Stokes number=4pvd/9u
wherein p is the apparent particle density, v is the excess velocity, d is the mean particle diameter and u is the viscosity of the binder. The Stokes number and a description of its usefulness is described in detail in WO 99/03964, the disclosure of which is herein incorporated by reference.
Optionally, the feed stream of present invention can be processed in at least one pre-mixer before the addition of the feed stream to the fluidized bed granulator to form detergent premix. The pre-mixer may be one or a series of low, moderate or high speed mixers as is conventionally known in the art. The particular mixer used in the present process should preferably include pulverizing or grinding and granulation tools although such tools are not required. To that end, it has been found that the preferred process of the present invention employs as a pre-mixer a Lodige KM™ (Ploughshare) moderate speed mixer, Lodige CB™ high speed mixer, or mixers made by Fukae, Drais, Schugi or similar brand mixer. The Lodige KM™ (Ploughshare) moderate speed mixer, which is a preferred mixer for use in the present invention, comprises a horizontal, hollow static cylinder having a centrally mounted rotating shaft around which several plough-shaped blades are attached. Preferably, the shaft rotates at a speed of from about 15 rpm to about 140 rpm, more preferably from about 80 rpm to about 120 rpm. The grinding or pulverizing is accomplished by cutters, generally smaller in size than the rotating shaft, which preferably operate at about 3600 rpm. Other mixers similar in nature which are suitable for use in the process include the Lodige Ploughshare™ mixer and the Drais® K-T 160 mixer. Generally, in the process of the present invention, the shear will be no greater than the shear produced by a Lodige KM mixer with a tip speed of the ploughs below 30 m/s or even below 10 m/s or even lower.

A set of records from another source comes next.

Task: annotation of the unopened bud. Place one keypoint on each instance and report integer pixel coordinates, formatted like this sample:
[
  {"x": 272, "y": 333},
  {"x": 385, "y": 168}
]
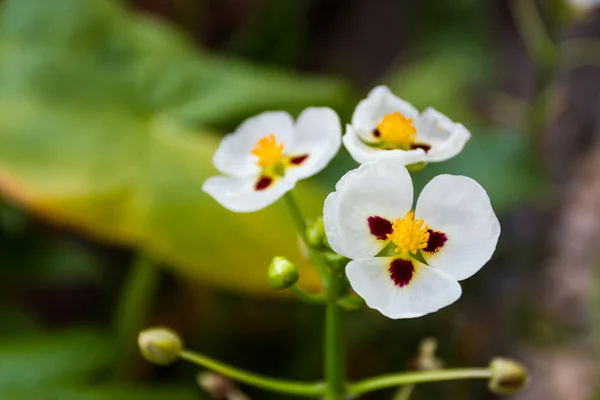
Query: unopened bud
[
  {"x": 335, "y": 261},
  {"x": 282, "y": 273},
  {"x": 315, "y": 234},
  {"x": 508, "y": 376},
  {"x": 160, "y": 345}
]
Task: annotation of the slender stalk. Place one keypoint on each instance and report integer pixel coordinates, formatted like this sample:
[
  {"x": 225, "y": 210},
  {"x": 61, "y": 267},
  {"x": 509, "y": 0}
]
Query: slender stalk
[
  {"x": 306, "y": 297},
  {"x": 333, "y": 343},
  {"x": 334, "y": 346},
  {"x": 404, "y": 392},
  {"x": 351, "y": 302},
  {"x": 300, "y": 223},
  {"x": 261, "y": 381},
  {"x": 405, "y": 378},
  {"x": 133, "y": 307}
]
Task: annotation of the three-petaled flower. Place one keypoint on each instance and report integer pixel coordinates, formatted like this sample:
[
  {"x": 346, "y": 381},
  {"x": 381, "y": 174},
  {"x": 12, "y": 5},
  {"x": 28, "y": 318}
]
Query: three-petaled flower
[
  {"x": 385, "y": 126},
  {"x": 406, "y": 262},
  {"x": 268, "y": 153}
]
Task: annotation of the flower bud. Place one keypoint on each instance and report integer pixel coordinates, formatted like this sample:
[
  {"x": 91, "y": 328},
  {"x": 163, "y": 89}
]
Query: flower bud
[
  {"x": 335, "y": 261},
  {"x": 282, "y": 273},
  {"x": 508, "y": 376},
  {"x": 160, "y": 345},
  {"x": 315, "y": 234}
]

The detergent agglomerates from the fluidized bed granulator may be further processed, if necessary to dry or cool the agglomerated particles.
Preferably, the mean residence time of the various detergent ingredients in the low, moderate or high speed mixer is preferably in range from about 0.1 seconds to about 30 minutes, most preferably the residence time is about 0.1 seconds to about 5 minutes. In this way, the density of the resulting detergent agglomerates is at the desired level.
The processes of this invention may comprise the step of spraying an additional binder material as hereinbefore described in the pre-mixer or series of pre-mixers in order to enhance granulation of the various materials in the feed stream.
In an optional embodiment of the present invention the process may additionally include a finishing step including but not limited to, admix and/or spray-on of additional ingredients such as enzymes, bleach perfumes, etc or a packaging step.
Upon exiting from the fluid bed granulator (or any suitable stage therein), the detergent agglomerates may be sized to separate oversized particles from detergent agglomerates in the desired range. The oversized particles may be sized according to conventionally known technology such as via screening. The oversized particles are then re-introduced into the process at appropriate locations in order to achieve the more uniform detergent composition as disclosed herein. Via the control of oversized particles in conjunction with the undersized particles as described hereinbefore, a detergent process for producing a superior performing detergent composition is controlled. As mentioned previously, the control of these oversized particles leads to better overall properties of the composition such as particle density and span as described herein which contribute to the overall superiority of the detergent composition.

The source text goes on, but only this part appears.